Queer Themes and Neoliberalism in the BBC’s Torchwood
“Entertaining, engaging stories become popular. They become narratives that shape our cultures…embedded in our daily existence…they become our lived reality”
– Robin Wright [1]
– Robin Wright [1]
This essay is an exploration of the UK-based television series Torchwood and its unique productions of cultural knowledge. The central questions of that exploration are: first, how does this show queer science fiction television/the crime procedural, and second, what does that queering produce? In short, I argue that by utilizing familiar genre tropes (such as the “conflicted hero” and “good versus evil” story lines) Torchwood performs a televisual disidentificatory practice, deploying the familiar in unfamiliar ways and queering an otherwise normative masculine hero (Captain Jack Harkness). By comforting us with these familiar tropes Torchwood is able to infiltrate our minds with queer ideas about partnership, sex and, importantly the nature of the world around us. As a useful and productive juxtaposition to illuminate how these ideas work in practice, I demonstrate how Torchwood is effectively the anti-24 (24 being an immensely popular and in some ways thematically similar drama from the United States); using similar tropes and themes to dramatically different outcomes.
My methodology is one of bridging cultural studies and feminist, queer and critical race theory in an examination of one particular contemporary popular culture item so as to deconstruct and analyze the various messages and ideas propagated by it. Primarily, I utilize Jose Muñoz’ theory of disidentification as the foundation for my argument. While Muñoz conceptualized his theory with live performance art in mind, the idea of inhabiting as well as contesting an image thereby producing a different and new image or concept can, in my view, be applied easily to almost any visual medium. In addition, this theory is instructive and useful to my project because “disidentification is not an apolitical middle ground,” in fact, “its political agenda is clearly indebted to antiassimilationist thought,” although “it departs from antiassimilationist rhetoric for reasons that are both strategic and methodological” (Muñoz 18) . The distinctions Muñoz makes clear here are important to my own argument, which suggests that in embodying common tropes Torchwood is able to create new knowledges through a queer deployment of those tropes. Just as its plots deploy the uncanny to frighten or discomfort its viewership (Rawcliffe 102) , so too its “queer moments” disturb the waters of the desired sexual dichotomy (Sullivan 191) .
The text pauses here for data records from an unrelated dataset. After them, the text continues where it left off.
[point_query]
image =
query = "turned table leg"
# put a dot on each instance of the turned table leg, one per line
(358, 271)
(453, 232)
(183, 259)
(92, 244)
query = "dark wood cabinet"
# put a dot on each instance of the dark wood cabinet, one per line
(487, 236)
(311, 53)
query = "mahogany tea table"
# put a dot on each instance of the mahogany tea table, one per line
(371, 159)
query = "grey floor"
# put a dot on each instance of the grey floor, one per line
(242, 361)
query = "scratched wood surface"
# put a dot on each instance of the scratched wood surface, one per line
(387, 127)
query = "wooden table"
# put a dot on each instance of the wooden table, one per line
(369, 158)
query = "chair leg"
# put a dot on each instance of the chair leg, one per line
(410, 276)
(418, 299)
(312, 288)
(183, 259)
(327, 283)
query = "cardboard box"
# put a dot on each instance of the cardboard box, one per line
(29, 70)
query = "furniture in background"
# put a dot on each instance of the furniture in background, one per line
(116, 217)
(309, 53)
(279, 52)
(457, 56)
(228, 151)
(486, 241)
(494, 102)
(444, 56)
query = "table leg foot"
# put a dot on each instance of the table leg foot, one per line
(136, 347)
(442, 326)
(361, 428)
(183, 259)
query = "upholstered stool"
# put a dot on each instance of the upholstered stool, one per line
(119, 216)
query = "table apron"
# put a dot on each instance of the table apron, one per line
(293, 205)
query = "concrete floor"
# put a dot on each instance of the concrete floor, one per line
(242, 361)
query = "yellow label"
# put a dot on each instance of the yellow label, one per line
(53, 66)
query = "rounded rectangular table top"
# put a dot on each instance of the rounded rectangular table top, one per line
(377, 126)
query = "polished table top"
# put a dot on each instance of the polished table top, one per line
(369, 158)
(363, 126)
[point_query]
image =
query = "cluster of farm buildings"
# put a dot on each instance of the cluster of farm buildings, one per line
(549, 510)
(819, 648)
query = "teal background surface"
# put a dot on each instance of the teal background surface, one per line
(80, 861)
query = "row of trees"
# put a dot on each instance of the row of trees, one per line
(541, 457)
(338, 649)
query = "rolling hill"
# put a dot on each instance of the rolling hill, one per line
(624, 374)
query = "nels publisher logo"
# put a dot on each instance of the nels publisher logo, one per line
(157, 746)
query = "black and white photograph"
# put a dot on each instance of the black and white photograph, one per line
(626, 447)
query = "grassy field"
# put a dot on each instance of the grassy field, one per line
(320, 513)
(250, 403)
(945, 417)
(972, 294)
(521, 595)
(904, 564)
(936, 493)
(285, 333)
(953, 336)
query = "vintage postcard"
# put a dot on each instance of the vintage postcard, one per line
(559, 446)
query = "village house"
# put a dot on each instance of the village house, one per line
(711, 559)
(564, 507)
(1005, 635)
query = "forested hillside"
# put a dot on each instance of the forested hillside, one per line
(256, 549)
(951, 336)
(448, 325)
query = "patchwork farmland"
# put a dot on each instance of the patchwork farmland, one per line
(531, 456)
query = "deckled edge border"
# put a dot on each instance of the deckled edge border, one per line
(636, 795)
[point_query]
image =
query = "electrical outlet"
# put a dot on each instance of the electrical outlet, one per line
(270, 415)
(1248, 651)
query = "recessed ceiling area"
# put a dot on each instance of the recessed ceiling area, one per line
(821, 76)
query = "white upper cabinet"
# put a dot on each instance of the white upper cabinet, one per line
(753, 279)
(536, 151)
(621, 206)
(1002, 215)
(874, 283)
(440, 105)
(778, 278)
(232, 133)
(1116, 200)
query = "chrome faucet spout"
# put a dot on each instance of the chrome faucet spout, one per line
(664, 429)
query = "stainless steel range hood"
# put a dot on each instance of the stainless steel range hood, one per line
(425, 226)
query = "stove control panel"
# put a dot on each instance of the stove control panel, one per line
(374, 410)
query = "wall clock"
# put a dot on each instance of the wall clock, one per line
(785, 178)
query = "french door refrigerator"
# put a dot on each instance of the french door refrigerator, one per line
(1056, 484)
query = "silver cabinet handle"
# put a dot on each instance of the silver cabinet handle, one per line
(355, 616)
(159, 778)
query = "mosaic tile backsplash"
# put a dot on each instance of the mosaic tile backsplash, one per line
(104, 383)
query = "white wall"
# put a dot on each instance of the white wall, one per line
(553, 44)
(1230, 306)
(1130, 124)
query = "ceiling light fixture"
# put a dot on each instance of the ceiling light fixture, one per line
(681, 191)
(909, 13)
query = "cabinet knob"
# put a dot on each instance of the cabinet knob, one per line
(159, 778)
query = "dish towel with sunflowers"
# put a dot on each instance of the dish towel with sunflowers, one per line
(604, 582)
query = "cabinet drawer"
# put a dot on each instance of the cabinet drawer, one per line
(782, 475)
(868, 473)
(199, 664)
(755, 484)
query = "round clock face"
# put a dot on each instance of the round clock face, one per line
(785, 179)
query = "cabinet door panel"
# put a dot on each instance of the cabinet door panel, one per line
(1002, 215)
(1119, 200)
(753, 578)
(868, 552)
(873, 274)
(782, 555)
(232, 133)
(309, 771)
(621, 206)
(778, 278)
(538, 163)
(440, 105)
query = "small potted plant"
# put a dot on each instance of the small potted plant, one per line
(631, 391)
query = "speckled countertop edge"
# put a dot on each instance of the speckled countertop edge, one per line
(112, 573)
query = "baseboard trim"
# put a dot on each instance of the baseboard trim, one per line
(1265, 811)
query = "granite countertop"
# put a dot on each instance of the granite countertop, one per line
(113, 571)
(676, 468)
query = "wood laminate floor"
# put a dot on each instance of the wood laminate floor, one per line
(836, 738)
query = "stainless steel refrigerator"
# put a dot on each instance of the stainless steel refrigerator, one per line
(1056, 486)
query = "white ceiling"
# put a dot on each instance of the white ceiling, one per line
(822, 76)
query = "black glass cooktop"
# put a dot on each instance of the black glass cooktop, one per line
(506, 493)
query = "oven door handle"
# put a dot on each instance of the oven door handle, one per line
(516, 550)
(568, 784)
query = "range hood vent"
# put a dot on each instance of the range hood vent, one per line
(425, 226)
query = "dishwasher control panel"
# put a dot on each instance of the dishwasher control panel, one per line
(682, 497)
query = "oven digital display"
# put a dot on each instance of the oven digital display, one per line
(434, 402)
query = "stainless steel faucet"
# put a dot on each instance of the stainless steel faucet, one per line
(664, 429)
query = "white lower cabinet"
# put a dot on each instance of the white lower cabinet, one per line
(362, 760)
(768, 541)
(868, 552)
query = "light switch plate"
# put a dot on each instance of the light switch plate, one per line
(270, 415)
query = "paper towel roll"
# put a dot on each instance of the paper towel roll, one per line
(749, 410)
I choose this path of argument because it seems to me that it is in the uncomfortable borderlands of the cultural productions these disciplines study where knowledge is being produced in the television viewership every week. In undertaking this particular work, I take seriously Nikki Sullivan’s assertion that “queering popular culture…involves critically engaging with cultural artefacts in order to explore the ways in which meaning and identity is (inter)textually (re)produced” (190). I understand both the queer themes of Torchwood and my current explorations of themes, both explicitly queer and not, as operating within this ideological construction of “queering popular culture.” I choose to engage in this project, centered around a popular culture (and for much of its life, subcultural) text, because of a personal and observed belief in the power of stories in shaping the world we live in.
Indeed, the power of fictional stories in the development of people’s beliefs is shared by Robin Wright, documents in her work the ways in which adult education teachers have been able to use fiction to challenge hegemonic cultural perspectives, as well as the way the television we watch aids in perpetuating hegemonic political discourse (Wright) . This belief is also reinforced by scientific research, for example, one such study “concluded that the use of fiction…to introduce a socio-scientific issue in the classroom stimulates students to develop their opinion-forming skills” (Knippelsab, Severiensa and Klopa) . Although this is hardly an exhaustive list in corroboration of my previously articulated assertion, these texts combined with the way in which we use stories and folk tales in the education of children and in everyday relations with each other suggest to a satisfactory extent the marked significance of stories. Thus, my stakes in this work is high, as like Wright, I see in the stories we tell the potential for authoring and disseminating “alternative scripts for human interactions the promote liberty, equality, intellectual growth and community” (Wright 50).